Alvarez v. Holder
This text of 320 F. App'x 761 (Alvarez v. Holder) is published on Counsel Stack Legal Research, covering Court of Appeals for the Ninth Circuit primary law. Counsel Stack provides free access to over 12 million legal documents including statutes, case law, regulations, and constitutions.
Opinion
MEMORANDUM
Hector Alvarez, a native and citizen of Mexico, petitions for review of the Board of Immigration Appeals’ (“BIA”) order dismissing his appeal from an immigration judge’s removal order. Our jurisdiction is governed by 8 U.S.C. § 1252. We review legal questions de novo, Alvarez Figueroa v. Mukasey, 543 F.3d 487, 491 (9th Cir.2008), and we deny in part and dismiss in part the petition for review.
The BIA did not err in denying Alvarez’ application for an exception under 8 U.S.C. § 1182(a)(6)(C)(ii)(II) because Alvarez failed to establish that both of his natural parents are or were United States citizens. See Romero-Ruiz v. Mukasey, 538 F.3d 1057, 1063 (9th Cir.2008).
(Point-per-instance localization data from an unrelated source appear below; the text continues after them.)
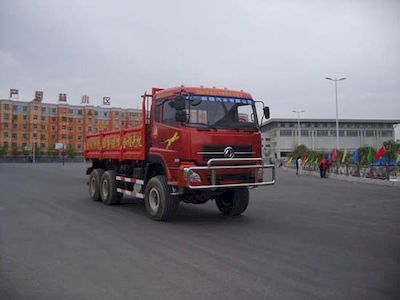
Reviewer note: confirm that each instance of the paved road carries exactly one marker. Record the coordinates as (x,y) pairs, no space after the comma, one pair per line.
(303,238)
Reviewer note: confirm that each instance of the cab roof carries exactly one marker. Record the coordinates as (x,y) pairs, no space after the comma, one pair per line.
(167,93)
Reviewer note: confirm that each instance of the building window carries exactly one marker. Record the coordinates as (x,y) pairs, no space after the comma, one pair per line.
(304,132)
(352,133)
(333,132)
(369,133)
(322,132)
(386,133)
(284,132)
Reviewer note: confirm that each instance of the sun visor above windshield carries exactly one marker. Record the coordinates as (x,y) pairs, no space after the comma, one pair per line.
(220,99)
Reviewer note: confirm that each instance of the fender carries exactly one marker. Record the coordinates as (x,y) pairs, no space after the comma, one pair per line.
(156,158)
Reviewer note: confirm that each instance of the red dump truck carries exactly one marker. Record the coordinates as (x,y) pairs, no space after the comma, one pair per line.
(195,145)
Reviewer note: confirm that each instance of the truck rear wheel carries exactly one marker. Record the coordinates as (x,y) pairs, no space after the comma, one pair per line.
(94,184)
(108,188)
(233,202)
(160,205)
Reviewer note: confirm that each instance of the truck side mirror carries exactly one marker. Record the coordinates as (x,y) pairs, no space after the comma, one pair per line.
(266,112)
(180,116)
(179,103)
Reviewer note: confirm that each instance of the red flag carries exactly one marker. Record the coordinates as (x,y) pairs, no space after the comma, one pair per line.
(334,155)
(379,153)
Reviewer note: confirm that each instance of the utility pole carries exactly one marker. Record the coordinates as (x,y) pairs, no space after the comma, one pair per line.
(298,112)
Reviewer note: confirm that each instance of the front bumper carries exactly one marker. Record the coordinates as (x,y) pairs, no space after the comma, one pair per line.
(228,164)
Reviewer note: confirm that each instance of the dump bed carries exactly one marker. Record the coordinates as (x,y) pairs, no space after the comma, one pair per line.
(124,144)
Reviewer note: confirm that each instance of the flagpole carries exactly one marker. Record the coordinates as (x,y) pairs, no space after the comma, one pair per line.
(337,108)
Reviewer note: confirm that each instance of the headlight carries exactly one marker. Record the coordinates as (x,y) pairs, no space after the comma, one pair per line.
(259,174)
(194,177)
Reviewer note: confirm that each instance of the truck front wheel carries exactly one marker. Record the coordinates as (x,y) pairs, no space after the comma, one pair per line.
(94,184)
(108,188)
(233,202)
(160,205)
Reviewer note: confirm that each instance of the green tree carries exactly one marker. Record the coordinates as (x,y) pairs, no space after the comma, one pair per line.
(391,150)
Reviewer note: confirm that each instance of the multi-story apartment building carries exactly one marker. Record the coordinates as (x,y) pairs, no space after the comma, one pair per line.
(280,136)
(24,124)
Alvarez departed the United States on December 29,1997, because of a removal order which ended his accrual of continuous physical presence before the required ten years. See Juarez-Ramos v. Gonzales, 485 F.3d 509, 512 (9th Cir.2007). We need not address Alvarez’ contention regarding the other cancellation of removal requirements because the presence ground is dispositive. See 8 U.S.C. § 1229b(b)(1)(A).
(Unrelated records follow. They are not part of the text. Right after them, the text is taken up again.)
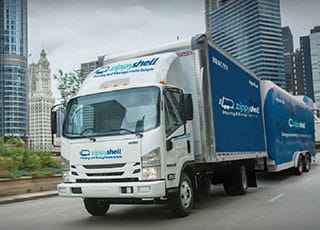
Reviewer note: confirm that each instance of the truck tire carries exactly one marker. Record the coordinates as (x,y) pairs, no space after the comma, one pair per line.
(299,169)
(181,202)
(96,207)
(235,182)
(306,163)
We lack jurisdiction to consider Alvarez’ remaining contentions because he failed to exhaust them before the BIA. See Barron v. Ashcroft, 358 F.3d 674, 678 (9th Cir.2004) (generally requiring exhaustion of claims before the BIA).
PETITION FOR REVIEW DENIED in part; DISMISSED in part.
This disposition is not appropriate for publication and is not precedent except as provided by 9th Cir. R. 36-3.